A segunda informação relevante é a indicação dos critérios para caracterização do produtor rural. A autorreguladora aponta os seguintes critérios: (i) para pessoa jurídica, a condição de produtor rural é verificada (a) mediante análise do CNAE – Classificação Nacional de Atividades Econômicas primário ou secundário ou (b) conforme o objeto social da pessoa jurídica constante de seus atos constitutivos (contrato/estatuto social); ou (ii) em se tratando de uma pessoa física, comprovação de sua inscrição em seu estado ou município. Ainda, o novo código permite que o coordenador adote um outro critério além destes dois, desde que seja apto a comprovar a condição de produtor rural.

Vale lembrar que a CVM se pronunciou a respeito de seu entendimento da caracterização de produtor rural no relatório produzido pela autarquia ao final da audiência pública que resultou na Instrução CVM nº 600/18. Na ocasião, indicou que deve ser adotado o critério já estabelecido pela Receita Federal, que é bastante amplo, como se vê abaixo:

a pessoa física ou jurídica, proprietária ou não, que desenvolve, em área urbana ou rural, a atividade agropecuária, pesqueira ou silvicultural, bem como a extração de produtos primários, vegetais ou animais, em caráter permanente ou temporário, diretamente ou por intermédio de prepostos“.

 

  1. Novas Regras para Agentes de Notas e Agentes Fiduciários

 Um terceiro campo de novidades introduzidas pelo novo Código ANBIMA de Ofertas são as regras a serem observadas pelos agentes de notas e agentes fiduciários.

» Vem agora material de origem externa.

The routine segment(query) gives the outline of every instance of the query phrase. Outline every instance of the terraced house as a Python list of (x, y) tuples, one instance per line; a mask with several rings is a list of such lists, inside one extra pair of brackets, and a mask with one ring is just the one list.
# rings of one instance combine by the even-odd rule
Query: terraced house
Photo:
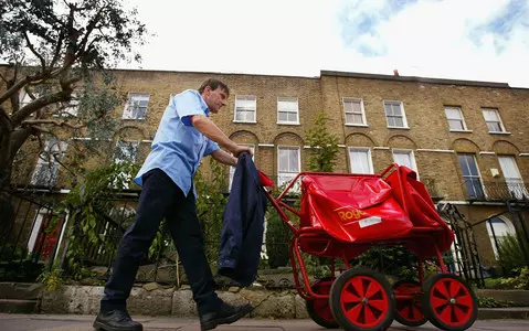
[[(325, 111), (328, 130), (339, 138), (335, 171), (378, 173), (396, 162), (417, 172), (442, 215), (457, 229), (452, 266), (456, 270), (473, 273), (479, 265), (495, 266), (504, 237), (510, 234), (520, 243), (529, 237), (527, 88), (398, 73), (322, 71), (319, 77), (162, 71), (115, 74), (129, 102), (115, 109), (120, 129), (112, 143), (137, 162), (146, 157), (170, 96), (198, 88), (214, 76), (230, 86), (231, 96), (213, 120), (234, 141), (251, 146), (257, 168), (277, 184), (308, 170), (311, 147), (306, 131), (316, 115)], [(60, 149), (67, 158), (67, 143), (51, 141), (45, 148)], [(42, 173), (46, 175), (38, 175)], [(25, 178), (21, 185), (28, 181), (42, 184), (38, 180), (42, 178), (63, 190), (70, 185), (57, 164), (47, 164), (36, 154), (21, 178)], [(529, 246), (523, 248), (529, 264)]]

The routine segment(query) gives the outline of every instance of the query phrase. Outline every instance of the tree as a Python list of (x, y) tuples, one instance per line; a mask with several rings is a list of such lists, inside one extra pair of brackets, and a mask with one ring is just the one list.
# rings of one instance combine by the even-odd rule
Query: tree
[[(147, 31), (123, 0), (0, 2), (0, 213), (12, 214), (6, 189), (30, 137), (44, 148), (44, 135), (112, 135), (120, 97), (108, 68), (139, 61)], [(60, 162), (57, 146), (40, 157)]]
[(338, 153), (338, 137), (327, 130), (327, 115), (319, 113), (307, 132), (310, 145), (310, 171), (332, 172)]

Em primeiro lugar, cabe esclarecer a distinção entre ambos traçada no código: os primeiros são aqueles agentes contratados como representantes da comunhão de investidores de notas comerciais com prazo de vencimento inferior a 360 dias, cuja contratação é facultativa. Os segundos são aqueles contratados nas circunstâncias exigidas em lei ou regulamento – incluindo os contratados para atuarem em notas promissórias com prazo de vencimento superior a 360 dias.  Ou seja, este segundo grupo corresponde às pessoas sujeitas à Instrução CVM nº 583/16.

Esta delimitação do destinatário das regras prevista no código em questão é a inovação relevante neste tema, pois sua introdução no mencionado diploma decorre da extensão da observância das regras previstas para os agentes que atuam em emissões de notas comerciais, CRI e CRA, enquanto a regra anterior limitava seu escopo àqueles que atuavam em emissões de debêntures.

Deste modo, todos os agentes fiduciários aderentes ao Código ANBIMA de Ofertas passarão a ter que observar suas regras, independentemente dos produtos em que atuem.  Dentre tais regras a que estarão sujeitos, incluem-se a necessidade de segregação da atividade de agente fiduciário/agente de notas das demais atividades da pessoa jurídica; elaboração e observância de plano de continuidade de negócios e observância de requisitos mínimos de sigilo e segurança da informação.